It's getting tougher and tougher in the executive car class. The last couple of years have seen new model introductions that have breathed new life in the segment, not to mention having raised the bar.
As you can imagine, the Honda Accord, recently coming from a mild facelift and upgrade, has a lot to live up to. The Accord name was one of the best selling cars in its segment back in the 90's, taking advantage of the decline of the Corona. The 2000s were a little different for Honda's flagship midsize sedan, as it saw its lead get surpassed by the Camry and even saw the rise of the crossover and SUV segments that ate away at the executive car market.
This new Accord is not a new generation model. In fact, at first glance, I can't really tell if there's anything new about it. The facelift is mild at best, as it still looks very much the same to me. Side by side with the old one, it becomes a spot the difference game... and a challenging one at that. They changed the grille and the front bumper, and thats about it. The rims are the same, and the rear end stayed the same as well, except for the minor garnish on the trunklid.

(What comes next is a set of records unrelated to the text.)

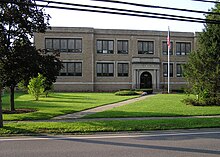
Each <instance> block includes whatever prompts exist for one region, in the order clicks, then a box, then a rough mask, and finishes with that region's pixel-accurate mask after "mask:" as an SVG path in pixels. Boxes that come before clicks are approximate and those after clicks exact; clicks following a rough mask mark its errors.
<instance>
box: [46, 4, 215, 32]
mask: <svg viewBox="0 0 220 157" xmlns="http://www.w3.org/2000/svg"><path fill="white" fill-rule="evenodd" d="M53 1H60V2H68V3H77V4H89V5H96V6H105V7H114V8H123V9H132V10H141V11H148V12H157V13H165V14H174V15H181V16H190V17H198V18H204V15H203V14H201V13H200V14H198V13H187V12H180V11H171V10H164V9H152V8H143V7H135V6H130V5H122V4H112V3H104V2H94V1H92V0H80V1H79V0H69V1H67V0H53ZM121 1H125V0H121ZM126 2H132V3H141V4H149V5H157V6H164V7H175V8H182V9H191V10H202V11H208V10H209V9H210V8H212V7H213V6H214V4H213V3H202V2H195V1H192V0H127V1H126ZM49 5H52V4H49ZM46 13H49V14H50V15H51V17H52V18H51V20H50V24H51V26H67V27H94V28H105V29H137V30H162V31H166V30H167V28H168V26H169V27H170V29H171V31H182V32H197V31H202V29H203V28H204V27H203V24H199V23H192V22H181V21H171V20H162V19H161V20H160V19H152V18H145V17H144V18H143V17H131V16H124V15H111V14H103V13H91V12H81V11H69V10H59V9H48V8H46Z"/></svg>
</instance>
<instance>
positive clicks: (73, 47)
mask: <svg viewBox="0 0 220 157" xmlns="http://www.w3.org/2000/svg"><path fill="white" fill-rule="evenodd" d="M74 45H75V41H74V40H73V39H69V40H68V52H74V49H75V48H74Z"/></svg>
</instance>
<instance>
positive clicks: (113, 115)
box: [84, 111, 187, 118]
mask: <svg viewBox="0 0 220 157" xmlns="http://www.w3.org/2000/svg"><path fill="white" fill-rule="evenodd" d="M176 116H187V115H183V114H177V113H158V112H149V111H146V112H125V111H103V112H98V113H95V114H93V113H88V116H85V117H84V118H128V117H176Z"/></svg>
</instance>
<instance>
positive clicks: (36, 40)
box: [34, 27, 196, 91]
mask: <svg viewBox="0 0 220 157" xmlns="http://www.w3.org/2000/svg"><path fill="white" fill-rule="evenodd" d="M166 37H167V32H163V31H146V30H113V29H94V28H74V27H73V28H68V27H52V29H51V30H48V31H47V32H46V33H45V34H39V33H36V34H35V38H34V42H35V45H36V47H37V48H41V49H45V48H47V47H51V46H52V48H53V47H57V46H58V47H59V46H60V51H62V52H60V59H61V60H62V62H64V63H65V65H66V67H65V70H66V71H65V70H64V72H63V76H58V78H57V81H56V83H55V84H54V88H55V90H56V91H116V90H119V89H136V88H137V89H140V88H153V89H154V90H155V91H158V90H163V89H165V88H166V87H167V77H166V73H165V71H166V69H164V68H166V63H167V55H164V54H163V49H165V48H163V46H165V42H166ZM75 39H76V40H75ZM195 39H196V38H195V34H194V33H190V32H171V42H172V44H173V45H172V46H173V49H172V50H173V51H172V52H173V55H170V63H171V64H172V68H173V70H172V77H171V78H170V87H171V90H172V89H181V88H183V87H185V85H186V82H185V80H184V78H183V77H182V74H181V70H180V67H181V65H182V64H184V63H185V62H186V61H187V55H186V54H187V52H188V49H189V48H190V51H192V50H194V49H195ZM46 40H47V42H46ZM74 42H75V43H76V42H78V43H76V44H75V45H74ZM47 44H48V45H47ZM77 44H78V45H79V46H77ZM63 47H64V48H63ZM72 47H79V48H78V49H80V52H79V53H73V52H72V49H74V48H72ZM61 49H64V50H61ZM65 49H67V50H65ZM78 49H77V50H78ZM99 49H101V51H99ZM119 49H120V50H122V49H123V51H120V53H119ZM70 50H71V52H70ZM141 50H143V51H141ZM177 51H178V52H177ZM121 52H122V53H121ZM75 63H76V64H75ZM64 75H65V76H64Z"/></svg>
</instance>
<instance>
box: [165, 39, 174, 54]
mask: <svg viewBox="0 0 220 157" xmlns="http://www.w3.org/2000/svg"><path fill="white" fill-rule="evenodd" d="M170 44H171V47H170V55H173V42H170ZM162 52H163V55H167V54H168V46H167V41H163V43H162Z"/></svg>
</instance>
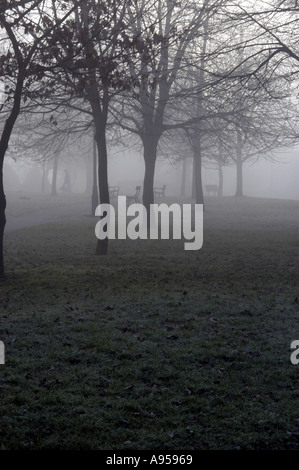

Inside, nothing has really changed except the choice of colors. The 2008 model made use of beige, faux wood panels and dark gray hues. The 2012 model primarily uses black with shades of gray and silver. That's it.
Features-wise, not much has changed. Again, consulting my old photos of the 2008 model, nothing was really added, except for a new standalone Bluetooth handsfree system on the driver side A-pillar. What I was really disappointed to find was that the main issue some of us had with the original 2008 model hadn't been addressed, and by that I mean the seats. They're not softer (like the Camry's) and neither did they do any work into improving the lumbar support on the backrest. There's still that annoying bump on the small of my back, something we didn't have a problem with while driving other cars in the segment. Dear Honda's Seat Engineers: I don't know who you designed the contour of seats for, but they don't belong in an executive car.
So far, not so good.
Driving the Accord around is a different matter, however. Compared to the others like the Camry, Sonata or even the Legacy, I still love this 3.5 liter V6 in the Accord. In fact, it's my favorite of the bunch. Thanks to i-VTEC, it's got 250 horsepower. Stretching its legs on the highway is certainly fun, but where it also excels is in fuel economy thanks to the Variable Cylinder Management system that allows you to cruise on just 3 cylinders for consumption comparable to a typical 2 liter engine (9.3 km/l city driving with moderate traffic and 15.4 km/l on the highway). It literally is the best of both worlds
And, of course, there's the handling. Take a tight turn or a high speed corner with the Accord and you won't be disappointed. Few in its class have paddle shifters, and the Accord's pair will definitely let you have a little more fun. Having good cornering abilities does take its toll on ride comfort, and you will feel more of the road's imperfections than the Camry. You'll have a little fun behind the wheel, but not while riding in the back.
In all honesty, the Accord is decent, but I wasn't that impressed with it. In this class of car, where much is expected and much is delivered to the customer, the Accord does seem to fall short of the mark, especially in the all important category of comfort.